The third-quarter decline in bank stocks continued at a moderate pace into the first day of the fourth quarter as investors reacted to economic indicators that pointed to a continuing buoyant economy that portends higher interest rates.
The Standard & Poor's bank index fell 0.55%; the Dow Jones industrial average dropped 0.62%. The Nasdaq Bank index fell 0.40%, and the S&P 500 rose 0.01%.
The biggest losers included Bank of New York Co., which fell 93.75 cents, or 2.80%, to $32.50; Citigroup Inc. 87.5 cents, or 1.99%, to $43.125; and Chase Manhattan Corp. $1.3125, or 1.74%, to $74.0625.
After the S&P bank index rose 2.5% Thursday, James Ellman, senior portfolio manager at Merrill Lynch Asset Management, said Friday that he was "not surprised to see that bank stocks are down again today."
"We probably will not see a resurgence until several weeks from now," Mr. Ellman said. "By that time the market will be looking past the Y2K problem and rising interest rates and toward more profitable first-quarter earnings."
Nancy Bush, a bank analyst at Ryan, Beck & Co. in Livingston, N.J., said a sustainable rally in bank stocks might be longer in coming.
"I definitely don't see any blowups in our bank stocks," said Ms. Bush. "But it is hard to say when a rally will actually be coming. Right now, the market is looking at bank stocks and is saying, 'Kill them.' It's not even saying, 'Round up the usual subjects and kill them.' It's saying, 'Kill them all.' "
Investors fled the group Friday after the National Association of Purchasing Management's factory index rose far more than expected, to 57.8 in September, from 54.2 in August. "The surge in factory orders indicates that the impact of the Asian crisis is behind us and that manufacturing and the economy are getting back to normal," said Scott J. Brown, an economist at Raymond James & Associates in St.
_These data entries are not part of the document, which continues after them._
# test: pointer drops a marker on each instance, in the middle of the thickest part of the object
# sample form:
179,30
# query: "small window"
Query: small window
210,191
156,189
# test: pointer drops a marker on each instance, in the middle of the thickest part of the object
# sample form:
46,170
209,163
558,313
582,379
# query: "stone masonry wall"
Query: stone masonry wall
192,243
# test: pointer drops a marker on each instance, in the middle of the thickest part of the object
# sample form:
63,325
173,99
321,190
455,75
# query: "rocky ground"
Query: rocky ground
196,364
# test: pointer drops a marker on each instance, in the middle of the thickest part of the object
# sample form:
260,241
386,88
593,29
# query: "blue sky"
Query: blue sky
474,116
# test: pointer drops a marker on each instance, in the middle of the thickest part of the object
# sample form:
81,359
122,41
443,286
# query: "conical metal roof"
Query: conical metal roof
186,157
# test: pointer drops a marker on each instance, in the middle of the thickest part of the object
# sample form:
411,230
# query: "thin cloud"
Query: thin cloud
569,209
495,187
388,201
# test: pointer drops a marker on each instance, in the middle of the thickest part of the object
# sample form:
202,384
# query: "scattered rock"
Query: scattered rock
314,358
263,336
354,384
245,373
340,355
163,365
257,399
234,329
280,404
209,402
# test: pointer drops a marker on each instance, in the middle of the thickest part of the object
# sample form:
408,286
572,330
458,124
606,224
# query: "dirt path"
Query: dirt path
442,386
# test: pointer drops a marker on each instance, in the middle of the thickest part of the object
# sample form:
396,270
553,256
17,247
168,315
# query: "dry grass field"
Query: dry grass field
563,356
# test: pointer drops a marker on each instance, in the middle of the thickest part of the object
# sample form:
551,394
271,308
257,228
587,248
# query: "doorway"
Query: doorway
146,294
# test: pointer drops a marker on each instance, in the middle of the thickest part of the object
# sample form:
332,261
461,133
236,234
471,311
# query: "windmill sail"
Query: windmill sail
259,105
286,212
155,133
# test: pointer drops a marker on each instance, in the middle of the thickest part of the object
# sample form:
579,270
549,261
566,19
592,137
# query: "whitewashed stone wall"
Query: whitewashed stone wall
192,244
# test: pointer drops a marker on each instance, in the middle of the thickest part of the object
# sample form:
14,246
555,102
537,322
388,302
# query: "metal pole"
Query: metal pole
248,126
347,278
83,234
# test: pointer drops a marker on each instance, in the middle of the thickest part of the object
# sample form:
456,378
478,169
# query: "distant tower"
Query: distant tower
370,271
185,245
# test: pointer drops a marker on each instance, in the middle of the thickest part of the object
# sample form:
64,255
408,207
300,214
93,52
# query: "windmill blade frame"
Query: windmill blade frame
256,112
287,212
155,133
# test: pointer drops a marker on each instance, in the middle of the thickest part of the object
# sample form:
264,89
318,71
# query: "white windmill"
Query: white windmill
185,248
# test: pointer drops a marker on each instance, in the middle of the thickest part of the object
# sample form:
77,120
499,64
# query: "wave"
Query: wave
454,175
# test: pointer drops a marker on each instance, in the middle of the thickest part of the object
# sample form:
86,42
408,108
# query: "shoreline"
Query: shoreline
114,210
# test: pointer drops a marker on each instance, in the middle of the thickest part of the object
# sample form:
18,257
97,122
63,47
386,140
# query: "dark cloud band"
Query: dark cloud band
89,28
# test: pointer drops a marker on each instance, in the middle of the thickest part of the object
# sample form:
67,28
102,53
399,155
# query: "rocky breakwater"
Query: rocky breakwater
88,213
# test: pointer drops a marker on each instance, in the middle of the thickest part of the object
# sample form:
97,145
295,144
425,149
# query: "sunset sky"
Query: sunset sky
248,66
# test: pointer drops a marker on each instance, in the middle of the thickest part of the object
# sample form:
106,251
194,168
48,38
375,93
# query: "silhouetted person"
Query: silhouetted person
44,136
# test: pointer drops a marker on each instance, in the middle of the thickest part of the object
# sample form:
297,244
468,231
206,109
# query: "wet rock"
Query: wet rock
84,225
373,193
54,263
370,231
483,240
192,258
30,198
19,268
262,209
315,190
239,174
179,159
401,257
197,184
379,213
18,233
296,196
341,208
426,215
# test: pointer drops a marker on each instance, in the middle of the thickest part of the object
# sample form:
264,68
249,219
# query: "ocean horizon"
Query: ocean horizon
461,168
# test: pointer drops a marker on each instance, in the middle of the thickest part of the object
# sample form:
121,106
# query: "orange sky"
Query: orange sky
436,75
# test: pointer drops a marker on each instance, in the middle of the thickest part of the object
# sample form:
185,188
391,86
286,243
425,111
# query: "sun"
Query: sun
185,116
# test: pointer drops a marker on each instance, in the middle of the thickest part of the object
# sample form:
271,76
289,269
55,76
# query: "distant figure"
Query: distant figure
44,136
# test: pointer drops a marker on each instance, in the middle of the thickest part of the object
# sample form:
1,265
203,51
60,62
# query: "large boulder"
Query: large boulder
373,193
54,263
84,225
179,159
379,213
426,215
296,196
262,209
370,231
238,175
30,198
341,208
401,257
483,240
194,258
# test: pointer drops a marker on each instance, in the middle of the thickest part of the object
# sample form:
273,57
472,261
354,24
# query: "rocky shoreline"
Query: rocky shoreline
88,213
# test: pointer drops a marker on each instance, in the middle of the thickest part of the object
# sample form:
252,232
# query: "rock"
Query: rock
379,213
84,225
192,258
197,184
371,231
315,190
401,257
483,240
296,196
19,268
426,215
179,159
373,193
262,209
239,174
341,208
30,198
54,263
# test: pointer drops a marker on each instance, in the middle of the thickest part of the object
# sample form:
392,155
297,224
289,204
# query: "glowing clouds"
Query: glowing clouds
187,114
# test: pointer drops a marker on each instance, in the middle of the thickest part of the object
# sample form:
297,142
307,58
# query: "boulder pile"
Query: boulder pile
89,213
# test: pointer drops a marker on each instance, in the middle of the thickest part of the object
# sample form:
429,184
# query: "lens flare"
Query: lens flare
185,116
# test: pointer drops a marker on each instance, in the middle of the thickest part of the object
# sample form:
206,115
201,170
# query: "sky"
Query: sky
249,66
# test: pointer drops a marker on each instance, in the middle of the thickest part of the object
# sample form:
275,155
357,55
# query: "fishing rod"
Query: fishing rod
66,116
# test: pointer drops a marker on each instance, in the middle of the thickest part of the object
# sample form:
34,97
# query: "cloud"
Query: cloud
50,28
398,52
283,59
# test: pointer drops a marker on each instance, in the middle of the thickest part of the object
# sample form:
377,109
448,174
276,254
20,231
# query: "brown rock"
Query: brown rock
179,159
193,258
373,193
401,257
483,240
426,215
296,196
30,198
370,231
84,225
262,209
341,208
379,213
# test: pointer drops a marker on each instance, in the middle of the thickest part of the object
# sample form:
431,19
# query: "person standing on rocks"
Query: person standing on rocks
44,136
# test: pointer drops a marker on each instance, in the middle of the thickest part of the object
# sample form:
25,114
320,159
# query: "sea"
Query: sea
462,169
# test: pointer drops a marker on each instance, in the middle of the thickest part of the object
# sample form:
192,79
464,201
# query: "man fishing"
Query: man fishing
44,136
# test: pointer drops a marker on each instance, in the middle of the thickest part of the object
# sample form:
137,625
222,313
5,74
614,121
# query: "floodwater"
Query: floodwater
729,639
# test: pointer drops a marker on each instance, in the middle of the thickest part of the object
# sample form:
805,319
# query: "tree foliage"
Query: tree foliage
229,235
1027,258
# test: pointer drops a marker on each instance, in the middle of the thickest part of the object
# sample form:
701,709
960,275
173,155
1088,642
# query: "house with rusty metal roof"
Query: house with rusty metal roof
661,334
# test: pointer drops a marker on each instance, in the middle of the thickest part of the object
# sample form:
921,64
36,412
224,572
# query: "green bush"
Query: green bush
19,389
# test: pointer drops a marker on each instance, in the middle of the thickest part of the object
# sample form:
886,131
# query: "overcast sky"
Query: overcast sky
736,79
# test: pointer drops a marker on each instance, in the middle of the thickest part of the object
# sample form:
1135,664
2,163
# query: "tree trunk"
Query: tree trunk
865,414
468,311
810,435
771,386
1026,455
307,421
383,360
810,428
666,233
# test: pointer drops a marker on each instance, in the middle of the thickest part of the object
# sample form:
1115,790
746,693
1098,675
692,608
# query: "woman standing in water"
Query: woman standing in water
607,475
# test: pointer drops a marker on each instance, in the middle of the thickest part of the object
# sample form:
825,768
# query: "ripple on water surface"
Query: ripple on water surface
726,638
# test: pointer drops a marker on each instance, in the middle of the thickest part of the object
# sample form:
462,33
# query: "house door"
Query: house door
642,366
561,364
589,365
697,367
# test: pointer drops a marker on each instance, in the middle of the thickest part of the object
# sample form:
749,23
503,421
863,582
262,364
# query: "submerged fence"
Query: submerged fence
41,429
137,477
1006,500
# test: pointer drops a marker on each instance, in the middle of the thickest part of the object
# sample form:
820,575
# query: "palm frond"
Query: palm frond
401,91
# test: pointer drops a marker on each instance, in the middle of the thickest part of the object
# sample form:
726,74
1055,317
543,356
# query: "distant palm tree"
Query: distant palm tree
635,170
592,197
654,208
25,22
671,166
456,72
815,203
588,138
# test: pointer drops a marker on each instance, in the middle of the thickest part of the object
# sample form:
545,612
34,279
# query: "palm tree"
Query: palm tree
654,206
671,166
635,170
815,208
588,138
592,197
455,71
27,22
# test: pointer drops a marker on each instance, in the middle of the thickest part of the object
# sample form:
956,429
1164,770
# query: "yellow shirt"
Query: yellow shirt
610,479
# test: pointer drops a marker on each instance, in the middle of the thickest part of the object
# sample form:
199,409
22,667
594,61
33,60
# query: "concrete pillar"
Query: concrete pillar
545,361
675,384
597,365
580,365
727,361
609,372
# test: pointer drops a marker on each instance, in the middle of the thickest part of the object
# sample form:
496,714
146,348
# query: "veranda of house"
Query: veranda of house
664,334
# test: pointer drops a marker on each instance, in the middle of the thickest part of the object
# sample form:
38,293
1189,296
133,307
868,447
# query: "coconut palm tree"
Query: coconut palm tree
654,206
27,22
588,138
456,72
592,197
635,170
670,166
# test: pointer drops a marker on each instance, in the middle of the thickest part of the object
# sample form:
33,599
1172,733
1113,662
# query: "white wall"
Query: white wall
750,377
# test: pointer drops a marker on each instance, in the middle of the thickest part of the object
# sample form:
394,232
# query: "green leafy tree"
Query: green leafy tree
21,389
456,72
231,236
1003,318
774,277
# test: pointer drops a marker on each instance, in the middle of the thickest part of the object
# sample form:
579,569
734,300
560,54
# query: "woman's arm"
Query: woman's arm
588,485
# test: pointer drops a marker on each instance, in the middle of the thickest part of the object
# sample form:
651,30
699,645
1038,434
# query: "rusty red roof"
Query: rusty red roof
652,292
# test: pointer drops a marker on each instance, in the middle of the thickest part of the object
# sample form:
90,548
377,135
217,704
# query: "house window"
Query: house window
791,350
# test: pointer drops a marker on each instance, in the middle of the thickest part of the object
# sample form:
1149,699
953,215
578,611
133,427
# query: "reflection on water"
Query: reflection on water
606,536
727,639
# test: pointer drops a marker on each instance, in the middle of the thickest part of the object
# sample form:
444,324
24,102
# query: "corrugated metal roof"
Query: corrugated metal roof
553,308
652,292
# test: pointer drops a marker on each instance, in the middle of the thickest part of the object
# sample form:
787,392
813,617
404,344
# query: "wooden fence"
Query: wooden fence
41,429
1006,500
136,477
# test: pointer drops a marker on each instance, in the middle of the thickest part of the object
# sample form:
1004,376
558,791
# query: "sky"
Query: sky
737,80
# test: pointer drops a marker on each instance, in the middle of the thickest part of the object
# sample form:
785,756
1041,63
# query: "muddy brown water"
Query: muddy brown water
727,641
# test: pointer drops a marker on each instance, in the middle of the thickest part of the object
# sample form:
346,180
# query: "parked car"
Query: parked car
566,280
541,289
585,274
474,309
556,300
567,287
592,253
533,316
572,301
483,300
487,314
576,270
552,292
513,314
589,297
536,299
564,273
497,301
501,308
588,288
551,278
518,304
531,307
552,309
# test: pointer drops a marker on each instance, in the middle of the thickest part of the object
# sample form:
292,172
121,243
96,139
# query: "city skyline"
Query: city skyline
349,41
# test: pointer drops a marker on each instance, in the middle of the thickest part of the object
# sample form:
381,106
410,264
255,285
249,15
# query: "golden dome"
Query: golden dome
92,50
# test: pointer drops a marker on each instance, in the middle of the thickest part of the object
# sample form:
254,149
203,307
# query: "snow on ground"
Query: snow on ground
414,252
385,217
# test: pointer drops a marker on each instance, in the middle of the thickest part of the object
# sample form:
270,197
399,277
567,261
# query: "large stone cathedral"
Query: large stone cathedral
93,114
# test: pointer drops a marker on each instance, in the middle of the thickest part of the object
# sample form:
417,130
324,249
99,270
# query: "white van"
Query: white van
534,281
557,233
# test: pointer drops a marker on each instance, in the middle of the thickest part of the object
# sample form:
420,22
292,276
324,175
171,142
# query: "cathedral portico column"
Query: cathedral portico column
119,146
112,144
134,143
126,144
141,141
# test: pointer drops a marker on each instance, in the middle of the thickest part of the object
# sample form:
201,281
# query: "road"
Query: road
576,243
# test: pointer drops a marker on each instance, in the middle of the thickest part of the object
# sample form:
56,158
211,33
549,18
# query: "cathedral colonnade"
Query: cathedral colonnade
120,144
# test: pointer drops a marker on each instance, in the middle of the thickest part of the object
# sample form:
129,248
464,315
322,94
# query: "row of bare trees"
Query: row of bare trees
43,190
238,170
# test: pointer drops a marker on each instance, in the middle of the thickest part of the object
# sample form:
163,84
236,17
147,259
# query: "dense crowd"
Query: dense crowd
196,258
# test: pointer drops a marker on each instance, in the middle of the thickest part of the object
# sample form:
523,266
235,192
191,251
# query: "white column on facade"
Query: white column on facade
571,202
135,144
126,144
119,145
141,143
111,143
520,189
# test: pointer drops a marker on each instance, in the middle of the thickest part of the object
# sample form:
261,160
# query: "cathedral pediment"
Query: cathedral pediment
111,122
Petersburg, Fla.
"But now," he said, "many people who expected the Federal Reserve to stay on hold are concerned that it might raise interest rates because inflationary flames are beginning to pick up."
Investors were also rattled by a Commerce Department report showing an increase in consumer spending. Personal incomes grew 0.5% in August after a 0.2% gain in July, and consumer spending rose 0.9% in August after rising 0.4% in July. Such pessimism and skittishness are unlikely to go away soon.
"Until I see some evidence that interest rates are going to decline, I think it is far too early to go back into the market and buy bank stocks," said Alexander Colby, senior vice president at Beacon Fiduciary Advisors in Boston. In the last year, Mr. Colby, whose firm has about $300 million of stocks under management, has cut his allocation of bank stocks in half.
But Noel Dedora, senior portfolio manager at Global Alliance Value Investors Ltd. in Lafayette, Calif., said bank stock valuations are too cheap to ignore.
"There is nothing wrong with the group," said Mr. Dedora, whose firm has $150 million under management, of which 17% is in bank stocks. "Banks have excellent returns on equity, their efficiency ratios are coming down, and some are taking advantage of new technology. But the market is a fickle creature, which sometimes ignores sound long-term fundamentals."